16.Liability & indemnity
Each party's liability under this DPA is governed by the limitation and exclusion of liability provisions of the Agreement, except that nothing in the Agreement limits either party's liability:
- For administrative fines imposed directly on that party by a supervisory authority;
- For its own wilful misconduct or fraud;
- For death or personal injury caused by negligence; or
- To the extent such limitation is prohibited by UK GDPR or the DPA 2018.
The Processor maintains cyber and data liability insurance with Hiscox Insurance Company Limited (currently £250,000 indemnity in the aggregate, covering own losses, claims, investigations, and business interruption arising from a cyber or data incident).
17.General terms
- Variation — the Processor may update this DPA to reflect changes in applicable law, sub-processor arrangements, or operational practice.
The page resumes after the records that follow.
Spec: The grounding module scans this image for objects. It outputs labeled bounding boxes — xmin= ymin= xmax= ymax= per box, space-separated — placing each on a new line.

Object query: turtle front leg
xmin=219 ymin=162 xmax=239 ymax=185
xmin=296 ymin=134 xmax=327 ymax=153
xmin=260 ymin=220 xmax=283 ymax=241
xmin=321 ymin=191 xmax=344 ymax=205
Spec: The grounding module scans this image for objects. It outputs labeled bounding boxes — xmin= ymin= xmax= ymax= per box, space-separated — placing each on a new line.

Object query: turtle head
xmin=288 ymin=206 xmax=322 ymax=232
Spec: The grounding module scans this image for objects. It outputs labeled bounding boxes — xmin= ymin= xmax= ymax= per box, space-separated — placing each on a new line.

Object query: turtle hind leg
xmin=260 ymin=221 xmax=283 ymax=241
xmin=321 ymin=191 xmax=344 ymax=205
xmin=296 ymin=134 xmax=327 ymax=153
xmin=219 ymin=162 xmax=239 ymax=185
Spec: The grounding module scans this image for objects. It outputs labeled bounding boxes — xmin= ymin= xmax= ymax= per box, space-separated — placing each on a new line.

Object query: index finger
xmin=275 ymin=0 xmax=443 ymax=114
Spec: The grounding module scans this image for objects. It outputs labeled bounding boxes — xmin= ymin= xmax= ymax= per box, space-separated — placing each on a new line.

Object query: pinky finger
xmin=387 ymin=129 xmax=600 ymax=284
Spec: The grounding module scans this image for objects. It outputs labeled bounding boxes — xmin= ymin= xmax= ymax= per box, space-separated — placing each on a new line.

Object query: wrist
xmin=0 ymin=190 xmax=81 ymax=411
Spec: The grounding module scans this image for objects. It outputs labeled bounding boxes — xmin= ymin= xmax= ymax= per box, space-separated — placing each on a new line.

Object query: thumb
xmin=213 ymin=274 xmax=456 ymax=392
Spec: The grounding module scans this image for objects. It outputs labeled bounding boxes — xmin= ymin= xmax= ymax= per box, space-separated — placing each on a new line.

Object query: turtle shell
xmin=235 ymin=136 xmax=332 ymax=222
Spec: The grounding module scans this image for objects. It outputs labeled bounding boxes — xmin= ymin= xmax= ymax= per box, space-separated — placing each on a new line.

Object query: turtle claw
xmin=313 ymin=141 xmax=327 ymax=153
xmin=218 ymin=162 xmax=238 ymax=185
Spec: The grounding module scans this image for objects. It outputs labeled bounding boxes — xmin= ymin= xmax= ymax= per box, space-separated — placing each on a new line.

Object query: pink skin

Material changes will be notified to the Controller at least 30 days in advance.
- Severability — if any provision is held unenforceable, the remainder continues in effect.
- Governing law — this DPA is governed by the laws of England and Wales. The English courts have exclusive jurisdiction.
- Entire agreement on data protection — this DPA, together with the Agreement and the Processor's Privacy Policy, constitutes the entire agreement between the parties on data protection matters.
18.Contact & signature
This DPA is incorporated by reference into the Controller's CheckPod Fleet subscription. By subscribing to the Service and clicking to accept the Terms of Service, the Controller agrees to be bound by this DPA. No physical signature is required.
A counter-signed copy is available on written request to the data protection contact above.